An understanding of this mechanism could help to understand how cancer arises—and therefore how we may be able to prevent it or treat it with specifically targeted drugs. Osley recently won a four-year grant renewal to continue the epigenetic research she's been conducting for the past 22 years.
Epigenetics is the study of how the cell determines which part of the genetic information encoded in the DNA to act on. A long and extremely fine threadlike molecule, DNA loops and coils on itself in order to fit inside the cell nucleus. Proteins called histones attach to DNA to help in this looping and coiling process. Other molecules called histone modifications attach to the histones and, among other functions, control which parts of the DNA the cell is able to copy for protein synthesis. In cancer, histone modifications can activate cancer-causing oncogenes or repress tumor-suppressing genes; they can defeat the cell's built-in defenses against cancer. How and why these histone modifications behave this way is a key question Dr. Osley is trying to answer.

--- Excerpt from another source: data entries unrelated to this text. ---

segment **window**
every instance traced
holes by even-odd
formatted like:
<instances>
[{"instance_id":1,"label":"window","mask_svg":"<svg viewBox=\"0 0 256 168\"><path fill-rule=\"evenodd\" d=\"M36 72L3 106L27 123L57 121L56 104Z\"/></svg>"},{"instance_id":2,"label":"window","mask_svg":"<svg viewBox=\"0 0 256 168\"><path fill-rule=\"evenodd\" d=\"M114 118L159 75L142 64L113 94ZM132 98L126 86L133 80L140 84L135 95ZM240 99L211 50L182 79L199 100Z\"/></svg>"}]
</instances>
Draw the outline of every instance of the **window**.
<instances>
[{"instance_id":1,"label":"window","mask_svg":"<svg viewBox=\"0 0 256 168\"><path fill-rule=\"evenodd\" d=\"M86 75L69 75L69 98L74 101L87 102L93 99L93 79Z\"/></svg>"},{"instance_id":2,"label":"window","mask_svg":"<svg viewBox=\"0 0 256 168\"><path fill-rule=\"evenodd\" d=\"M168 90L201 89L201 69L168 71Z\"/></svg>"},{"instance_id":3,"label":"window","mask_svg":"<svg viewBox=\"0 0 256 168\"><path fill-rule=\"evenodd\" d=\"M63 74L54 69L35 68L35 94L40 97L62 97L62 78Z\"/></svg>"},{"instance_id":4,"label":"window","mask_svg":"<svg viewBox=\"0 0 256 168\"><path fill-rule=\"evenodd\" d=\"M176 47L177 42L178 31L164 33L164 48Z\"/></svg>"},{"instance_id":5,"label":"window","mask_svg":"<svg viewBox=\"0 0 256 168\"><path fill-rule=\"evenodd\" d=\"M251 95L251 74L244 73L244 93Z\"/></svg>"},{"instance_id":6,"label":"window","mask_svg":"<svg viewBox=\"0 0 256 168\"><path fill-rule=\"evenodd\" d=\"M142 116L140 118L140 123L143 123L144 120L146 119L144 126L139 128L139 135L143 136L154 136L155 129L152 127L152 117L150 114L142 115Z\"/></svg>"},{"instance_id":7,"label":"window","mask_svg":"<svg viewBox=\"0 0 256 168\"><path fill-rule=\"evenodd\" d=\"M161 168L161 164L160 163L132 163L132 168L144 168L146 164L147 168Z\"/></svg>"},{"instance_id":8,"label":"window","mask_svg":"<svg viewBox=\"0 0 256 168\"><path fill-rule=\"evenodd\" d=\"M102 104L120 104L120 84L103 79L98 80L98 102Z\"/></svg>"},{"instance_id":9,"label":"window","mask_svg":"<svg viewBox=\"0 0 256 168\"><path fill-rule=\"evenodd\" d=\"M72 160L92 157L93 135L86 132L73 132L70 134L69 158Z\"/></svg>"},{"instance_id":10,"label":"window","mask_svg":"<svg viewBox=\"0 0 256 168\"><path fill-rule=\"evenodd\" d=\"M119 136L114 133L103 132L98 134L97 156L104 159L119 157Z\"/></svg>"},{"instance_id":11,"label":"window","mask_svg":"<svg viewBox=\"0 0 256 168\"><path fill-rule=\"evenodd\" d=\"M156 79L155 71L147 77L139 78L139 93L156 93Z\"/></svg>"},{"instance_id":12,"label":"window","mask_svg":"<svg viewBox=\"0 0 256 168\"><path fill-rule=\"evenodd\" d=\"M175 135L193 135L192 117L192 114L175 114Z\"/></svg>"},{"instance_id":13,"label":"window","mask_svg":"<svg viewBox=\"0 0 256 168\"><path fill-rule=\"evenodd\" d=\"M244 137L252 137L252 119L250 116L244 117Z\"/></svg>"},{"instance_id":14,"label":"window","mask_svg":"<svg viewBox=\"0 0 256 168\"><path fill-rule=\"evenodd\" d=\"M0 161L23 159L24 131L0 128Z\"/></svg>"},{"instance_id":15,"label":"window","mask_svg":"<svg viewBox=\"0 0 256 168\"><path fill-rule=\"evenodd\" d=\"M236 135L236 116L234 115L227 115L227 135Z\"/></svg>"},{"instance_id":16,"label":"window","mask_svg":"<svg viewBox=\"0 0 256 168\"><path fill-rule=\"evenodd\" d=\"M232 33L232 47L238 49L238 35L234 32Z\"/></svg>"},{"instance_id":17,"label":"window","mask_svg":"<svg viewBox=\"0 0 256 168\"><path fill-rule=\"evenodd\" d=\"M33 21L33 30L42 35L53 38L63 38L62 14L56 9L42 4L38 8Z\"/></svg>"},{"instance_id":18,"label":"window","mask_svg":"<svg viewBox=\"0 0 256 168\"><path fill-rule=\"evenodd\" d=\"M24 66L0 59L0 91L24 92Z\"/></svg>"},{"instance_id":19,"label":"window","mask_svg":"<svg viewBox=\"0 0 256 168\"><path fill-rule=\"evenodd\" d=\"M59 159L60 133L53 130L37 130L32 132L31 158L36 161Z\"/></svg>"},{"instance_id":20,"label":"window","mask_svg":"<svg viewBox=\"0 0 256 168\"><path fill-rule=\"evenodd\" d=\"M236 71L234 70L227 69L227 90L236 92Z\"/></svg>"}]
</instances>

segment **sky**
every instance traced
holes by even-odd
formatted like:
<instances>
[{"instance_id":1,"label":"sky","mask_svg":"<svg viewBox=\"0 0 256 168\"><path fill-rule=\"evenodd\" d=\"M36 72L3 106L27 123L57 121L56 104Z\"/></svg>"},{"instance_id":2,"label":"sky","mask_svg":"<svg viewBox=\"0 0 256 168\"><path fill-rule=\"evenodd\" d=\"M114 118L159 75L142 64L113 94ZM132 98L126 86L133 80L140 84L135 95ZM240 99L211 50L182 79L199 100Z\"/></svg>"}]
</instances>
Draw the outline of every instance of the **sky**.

One area of her research has led to the discovery of a histone modification in which a small protein called ubiquitin attaches to a histone called H2B. Aptly named because it is found in almost every cell, ubiquitin performs many different functions. Osley's research has shown that when ubiquitin attaches to H2B one of its functions is to aid transcription, the first step in making a protein. Osley's research team first observed this H2B-ubiquitin behavior in yeast and other researchers have since seen the same behavior in mammalian cells.
Osley's research is now focusing on how ubiquitin attaches to H2B and whether its presence or absence affects the cell's ability to copy DNA. Since many cancer cells have aberrant chromosomes, understanding where and how this DNA copying mechanism goes awry could lead to novel ways to target cancer cells.
Another area of Osley's epigenetic research has led to the study of quiescent cells. Although still alive, the transcription and DNA replication activity of quiescent cells is at a standstill. But almost immediately after giving them food, quiescent cells resume their activity.
As Osley explains, "they rapidly start to grow again and we notice bursts of RNA being made as transcription takes place."
Osley is studying many different histone modifications to try to understand how cells become quiescent and how they survive in this state. This research, she thinks, could lead to a completely new way to target cancerous adult stem cells.
Adult stem cells, which are different from embryonic stem cells, are the cells in our bodies that can rapidly renew our tissues by forming specific types of tissue. For example, adult stem cells in bone marrow can grow red or white blood cells but they can't grow brain cells. Adult stem cells are few in number and quiescent. That means that most cancer drugs don't affect them because cancer drugs target active cells, those cells that are in the process of dividing. So, if an adult stem cell is cancerous and quiescent, it can escape the effects of cancer drugs and survive to produce recurrent tumors.
"We think these histone modifications poise the genes to be in a ready state," Osley explained, "so quiescent cells can recognize when to turn on."
Understanding what this ready state looks like—and how and whether it differs between cancerous and non-cancerous adult stem cells—will take some time. But the results could be well worth waiting for.